The List library is missing the Exists analog of Forall_impl. The pre…

…vious proof of pigeonhole_principle, essentially applied Exists_impl for a special case. I factored out this code and provided a proof of Exists_impl and revised pigeonhole_principle to use this proof.
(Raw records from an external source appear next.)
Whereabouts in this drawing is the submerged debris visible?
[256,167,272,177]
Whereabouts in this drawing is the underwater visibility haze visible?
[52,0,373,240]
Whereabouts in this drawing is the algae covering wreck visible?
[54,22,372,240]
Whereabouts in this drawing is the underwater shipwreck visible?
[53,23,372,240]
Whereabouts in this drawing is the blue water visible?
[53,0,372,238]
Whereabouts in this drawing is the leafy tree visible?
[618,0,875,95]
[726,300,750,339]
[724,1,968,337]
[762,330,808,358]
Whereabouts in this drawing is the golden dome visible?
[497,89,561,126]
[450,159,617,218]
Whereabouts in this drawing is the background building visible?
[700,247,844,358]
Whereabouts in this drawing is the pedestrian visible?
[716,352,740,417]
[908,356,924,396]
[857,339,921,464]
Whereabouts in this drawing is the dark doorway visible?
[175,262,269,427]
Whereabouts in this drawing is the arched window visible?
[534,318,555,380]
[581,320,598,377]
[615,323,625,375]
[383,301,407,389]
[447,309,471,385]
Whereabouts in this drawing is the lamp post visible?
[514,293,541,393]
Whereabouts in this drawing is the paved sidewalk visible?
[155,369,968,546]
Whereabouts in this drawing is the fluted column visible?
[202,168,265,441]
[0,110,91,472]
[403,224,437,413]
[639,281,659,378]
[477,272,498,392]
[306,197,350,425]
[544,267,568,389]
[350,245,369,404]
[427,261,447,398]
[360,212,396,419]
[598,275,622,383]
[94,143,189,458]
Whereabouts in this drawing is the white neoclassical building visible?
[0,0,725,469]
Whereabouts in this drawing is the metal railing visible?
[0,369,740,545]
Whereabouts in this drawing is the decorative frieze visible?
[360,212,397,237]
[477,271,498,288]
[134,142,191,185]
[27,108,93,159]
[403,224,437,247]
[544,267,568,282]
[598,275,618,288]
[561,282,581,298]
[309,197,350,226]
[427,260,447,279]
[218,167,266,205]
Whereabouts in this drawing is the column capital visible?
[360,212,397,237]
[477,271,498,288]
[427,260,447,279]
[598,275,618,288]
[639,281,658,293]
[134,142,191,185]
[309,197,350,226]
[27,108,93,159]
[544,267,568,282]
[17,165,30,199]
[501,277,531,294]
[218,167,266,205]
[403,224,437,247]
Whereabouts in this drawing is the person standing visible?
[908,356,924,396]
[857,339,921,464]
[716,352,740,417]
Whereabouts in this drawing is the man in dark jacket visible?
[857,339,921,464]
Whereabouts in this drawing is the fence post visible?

This change should make pigeonhole_principle clearer while providing another missing list function.

pigeons.v

@@ -40,7 +40,7 @@ Require Import Lt.          (* for le_not_lt *)
 Require Import Compare_dec. (* for le_dec *)
 Require Import PeanoNat.    (* for Nat.nle_succ_0 *)
 
-(** I. Basic Concepts *) 
+(** * I. Basic Concepts *) 
 
 (** Represents things (such as pigeons). *)
 Parameter thing : Set.
@@ -88,7 +88,9 @@ Definition container_ok_dec
 Definition containers_ok (cs : containers) : Prop
   := Forall container_ok cs.
 
-(*
+(** * II. Auxiliary Theorems *)
+
+(**
   Accepts a predicate, [P], and a list, [x0 ::
   xs], and proves that if [P] is true for every
   element in [x0 :: xs], then [P] is true for
@@ -108,7 +110,39 @@ Definition Forall_tail
 
 Arguments Forall_tail {A} {P} x0 xs.
 
-(** II. Fundamental Proof *)
+(**
+  Accepts two predicates, [P] and [Q], and a
+  list, [xs], and proves that, if [P -> Q],
+  and there exists an element in [xs] for which
+  [P] is true, then there exists an element in
+  [xs] for which [Q] is true.
+*)
+Definition Exists_impl
+  :  forall (A : Type) (P Q : A -> Prop),
+     (forall x : A, P x -> Q x) ->
+     forall xs : list A,
+       Exists P xs ->
+       Exists Q xs
+  := fun _ P Q H xs H0
+       => let H1
+            :  exists x, In x xs /\ P x
+            := proj1 (Exists_exists P xs) H0 in
+          let H2
+            :  exists x, In x xs /\ Q x
+            := ex_ind
+                 (fun x H2
+                   => ex_intro
+                        (fun x => In x xs /\ Q x)
+                        x
+                        (conj
+                          (proj1 H2)
+                          (H x (proj2 H2))))
+                 H1 in
+          (proj2 (Exists_exists Q xs)) H2.
+
+Arguments Exists_impl {A} {P} {Q} H xs H0.
+
+(** * III. Fundamental Proof *)
 
 (**
   This theorem proves that given a collection
@@ -162,7 +196,7 @@ Definition num_things_num_containers
                        ((Nat.nle_succ_0 (length xs))
                          (le_S_n (S (length xs)) 0 ((Forall_inv H0) : S (S (length xs)) <= 1)))))).
 
-(** III. The Pigeonhole Principle *)
+(** * IV. The Pigeonhole Principle *)
 
 (**
   This lemma proves that if we have a collection
@@ -210,18 +244,8 @@ Definition pigeonhole_principle
      num_things cs > num_containers cs ->
      Exists (fun c : container => container_num_things c > 1) cs
   := fun cs H
-       => let H0
-            :  exists c : container, In c cs /\ ~ container_num_things c <= 1
-            := proj1 (Exists_exists (fun c => ~ container_num_things c <= 1) cs) (lemma_1 cs H) in
-          let H1
-            :  exists c : container, In c cs /\ container_num_things c > 1
-            := ex_ind
-                 (fun c H2
-                   => ex_intro
-                        (fun c => In c cs /\ container_num_things c > 1)
-                        c
-                        (conj
-                          (proj1 H2)
-                          (not_le (container_num_things c) 1 (proj2 H2))))
-                 H0 in
-          proj2 (Exists_exists (fun c => container_num_things c > 1) cs) H1.
+       => Exists_impl
+            (fun c (H0 : ~ container_ok c)
+              => not_le (container_num_things c) 1 H0)
+            cs
+            (lemma_1 cs H).